On a Shabbat morning this past April, members of my congregation test-piloted the Yom Kippur Morning Service for Mishkan HaNefesh. By design, we did not read Torah or Haftarah in order to maximize our time together to explore aspects of the service that were unfamiliar to congregants. I tried to minimize my own instructions and commentary about the prayers (not an easy thing for me to do!) in order to allow the service to unfold without my serving as a filter between the service and the worshipper.
Immediately following the service, and before we broke for lunch (deliciously transgressive on “Yom Kippur”) congregants broke into four groups, enabling participants to respond to a series of questions posed by the editors of the machzor.
The responses were overwhelmingly positive. Comments included:
The poetry moved me to tears.
We liked that the poetry was drawn from a variety of writers, especially women!
The classic Hebrew prayers were kept but people liked that the accompanying readings were different and uplifting.
The new machzor did a good job modernizing the text.
The service also included readings from people other than rabbis such as Richard Feynman, a physicist.
There were multiple points of view which resonated for different people.
Even someone who was not Jewish found a universal message in the machzor.
The readings made the congregation participate rather than act like an audience.

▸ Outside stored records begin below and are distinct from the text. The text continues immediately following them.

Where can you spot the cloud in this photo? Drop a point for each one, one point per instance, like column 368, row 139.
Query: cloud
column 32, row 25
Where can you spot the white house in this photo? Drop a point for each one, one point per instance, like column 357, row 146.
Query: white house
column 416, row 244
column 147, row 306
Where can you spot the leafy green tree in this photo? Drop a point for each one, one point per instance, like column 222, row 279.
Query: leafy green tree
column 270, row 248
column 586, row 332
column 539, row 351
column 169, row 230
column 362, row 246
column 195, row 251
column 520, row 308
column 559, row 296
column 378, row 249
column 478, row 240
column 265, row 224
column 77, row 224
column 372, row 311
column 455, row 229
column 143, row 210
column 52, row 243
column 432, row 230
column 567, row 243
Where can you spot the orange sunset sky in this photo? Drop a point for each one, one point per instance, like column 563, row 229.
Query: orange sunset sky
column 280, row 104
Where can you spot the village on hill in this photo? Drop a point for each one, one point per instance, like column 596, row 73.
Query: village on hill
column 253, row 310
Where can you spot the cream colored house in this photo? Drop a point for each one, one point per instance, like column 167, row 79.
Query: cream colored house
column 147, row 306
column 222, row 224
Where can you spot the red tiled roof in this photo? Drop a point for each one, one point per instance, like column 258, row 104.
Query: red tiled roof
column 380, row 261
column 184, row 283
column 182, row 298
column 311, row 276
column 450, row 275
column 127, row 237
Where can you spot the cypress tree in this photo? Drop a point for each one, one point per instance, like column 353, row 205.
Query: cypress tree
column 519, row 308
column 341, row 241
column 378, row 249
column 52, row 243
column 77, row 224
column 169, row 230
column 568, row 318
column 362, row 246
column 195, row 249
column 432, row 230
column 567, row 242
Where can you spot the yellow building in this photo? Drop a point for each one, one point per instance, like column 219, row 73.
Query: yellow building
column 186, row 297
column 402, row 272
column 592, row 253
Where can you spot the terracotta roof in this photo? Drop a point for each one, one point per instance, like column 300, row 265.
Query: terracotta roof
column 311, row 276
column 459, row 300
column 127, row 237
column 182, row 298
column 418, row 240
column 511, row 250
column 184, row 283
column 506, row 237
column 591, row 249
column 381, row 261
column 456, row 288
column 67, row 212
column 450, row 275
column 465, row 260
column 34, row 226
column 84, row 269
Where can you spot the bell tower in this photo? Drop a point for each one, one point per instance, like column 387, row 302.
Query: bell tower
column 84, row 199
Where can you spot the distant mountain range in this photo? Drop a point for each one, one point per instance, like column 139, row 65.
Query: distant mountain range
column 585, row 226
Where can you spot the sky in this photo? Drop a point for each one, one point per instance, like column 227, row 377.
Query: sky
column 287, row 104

The Un’taneh Tokef commentaries made it more meaningful.
Mishkan HaNefesh felt much more flowing than Gates of Repentance, which seems very rigid. This new machzor is more personal and engaging.
Not surprisingly, there were also critical comments about the service. Some criticisms were superficial, relating to the page lay-out that undoubtedly will be corrected in the final version. Other comments were more substantive, expressing disagreement with the content of some of the poems and translations.
Following our piloting of Mishkan HaNefesh’s Yom Kippur Morning Service, one congregant plaintively asked me, “Do we have to go back to using Gates of Repentance?” Talk about a hunger for meaning and substance during the High Holy Days! Clearly the vast majority of my congregants welcomed the spiritually focused, contemporary language and interpretations offered in Mishkan HaNefesh.
On a personal note, I was thrilled with this new service. I had not piloted any of the previous services from Mishkan HaNefesh and I am thoroughly convinced that the language, poetry, interpretations, and theological dimensions contained in this new machzor will inspire my congregation. I look forward when in 2015 the final edition of our new machzor will offer Reform Jews a deeper embrace of the transformative power of the Yamim Noraim.
Avi Schulman is the Rabbi of Temple Beth Torah in Fremont, California.